Dedicado a Estela y a todas las Catas que siguen buscando su rumbo.

Gracias a Vivi Katz, mi familia, mis amigas, mi mamá y a todas las mujeres que me cuidaron.

Capítulo 1

¿DE QUÉ SIRVE SER INMORTAL SI NO SE PUEDE MORIR DE AMOR?(Link Spotify)

—¿Adónde vas? —me grita papá desde el living.

—Me estoy yendo a anotar en el CBC —le digo, mientras me preparo un café.

—¿Adónde? —pregunta desconcertado, arrimándose a la puerta de la cocina.

—Ay, pa, te conté que iba a inscribirme en FADU, Diseño Gráfico. Mil veces te avisé.

—No sabía, Cata. No toques eso que estoy por recibir un llamado —señala el iPad pro.

—Si le conté a mamá el otro día, vos estabas ahí…

—No me acuerdo, Cata. Estoy cerrando el acuerdo con WJ Connor. Pensé que no te gustaba la UADE por el ambiente y que querías cambiarte a Arquitectura en la Di Tella. Sos tan cambiante que no te puedo seguir el ritmo, choni.

—No, pa, me parece más piola FADU, tengo muchas amigas que están estudiando ahí.

—Pero, hija, la universidad pública es una basura de cabotaje, nunca vas a tener clase, están todo el día con asambleas zurdas o de paro, no hay calefacción…, ¿qué contactos podés hacer en una pública? Además, ya hablé con Redstone para que te consiga una beca NYU.

Me quedo muda, no sé qué responderle. Papá siempre tira puntas a alguno de sus socios para obtener ventajas.

—¿Por qué no te anotás en la Di Tella o en la UCA? Ahí te facilitan muchísimo para después poder irte de intercambio a los Estados Unidos o Europa; mirá a tu prima, qué bien se ubicó.

—Josefina estudia Economía, no tiene nada que ver.

—Cata, pensalo, me parece una pérdida de tiempo lo que estás haciendo.

Se escucha el ping de la videollamada.

―Ahora, andate que esto es importante. Yes, Mr. Gardner,what a joy to meet you again!

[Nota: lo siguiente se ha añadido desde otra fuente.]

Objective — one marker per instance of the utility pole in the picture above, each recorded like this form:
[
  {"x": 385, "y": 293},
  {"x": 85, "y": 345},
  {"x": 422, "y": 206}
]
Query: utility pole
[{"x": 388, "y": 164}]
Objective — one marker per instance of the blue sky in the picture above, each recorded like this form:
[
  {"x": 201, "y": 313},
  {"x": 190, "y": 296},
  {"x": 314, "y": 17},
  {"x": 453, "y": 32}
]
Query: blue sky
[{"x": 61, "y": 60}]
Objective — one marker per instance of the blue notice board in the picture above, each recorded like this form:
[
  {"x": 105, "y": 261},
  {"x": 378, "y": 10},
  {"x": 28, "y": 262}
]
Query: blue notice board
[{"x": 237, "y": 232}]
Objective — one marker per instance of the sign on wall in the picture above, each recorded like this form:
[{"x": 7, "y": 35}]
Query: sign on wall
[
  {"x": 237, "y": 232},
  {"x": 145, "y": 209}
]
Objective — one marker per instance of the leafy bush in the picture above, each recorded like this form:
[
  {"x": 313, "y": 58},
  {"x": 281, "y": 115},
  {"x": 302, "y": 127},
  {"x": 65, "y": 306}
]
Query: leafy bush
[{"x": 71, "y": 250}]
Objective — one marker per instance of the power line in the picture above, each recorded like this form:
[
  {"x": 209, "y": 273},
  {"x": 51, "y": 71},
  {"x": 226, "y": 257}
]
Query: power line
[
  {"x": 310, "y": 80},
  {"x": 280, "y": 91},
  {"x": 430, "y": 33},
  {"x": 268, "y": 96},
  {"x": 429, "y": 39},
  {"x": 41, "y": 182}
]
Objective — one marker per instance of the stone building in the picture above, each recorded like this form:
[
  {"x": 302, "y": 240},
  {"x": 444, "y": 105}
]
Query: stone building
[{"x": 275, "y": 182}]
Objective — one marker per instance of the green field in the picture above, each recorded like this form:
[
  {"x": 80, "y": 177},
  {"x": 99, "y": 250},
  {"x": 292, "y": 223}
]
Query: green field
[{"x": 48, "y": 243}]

Empieza a sonar un disco de Babasónicos en mis auriculares, camino hasta la parada del 37 en Las Heras. Nada le viene bien a mi viejo. Quiere que estudie, me pongo a estudiar, pero no le gusta la universidad. Le gusta la universidad, pero no la carrera y así siempre.

Papá trabajaba mucho cuando yo era chica, iba del banco a casa y de casa al banco. Usaba camisas blancas, celestes y rosa bebé. Se ponía mucho gel en el pelo para que quedase tirante para atrás y un perfume con olor a madera. Escuchaba Santana y tomaba Sprite con dos rodajas de limón siempre, hábitos que sigue teniendo hasta el día de hoy. Especialista en buscar descuentos o revender cosas, siempre nos llevaba a licitaciones de clientes que revendían electrónica, esquíes, incluso ropa que llegaba por publicidad; conseguía las mejores ofertas. Cuando viajábamos a Los Ángeles, íbamos a Home Depot como paseo obligado. En cambio, a mamá le encantaba comprar todo nuevo en lugares de primera. Le parecían una berretada de segunda los canjes y los Target.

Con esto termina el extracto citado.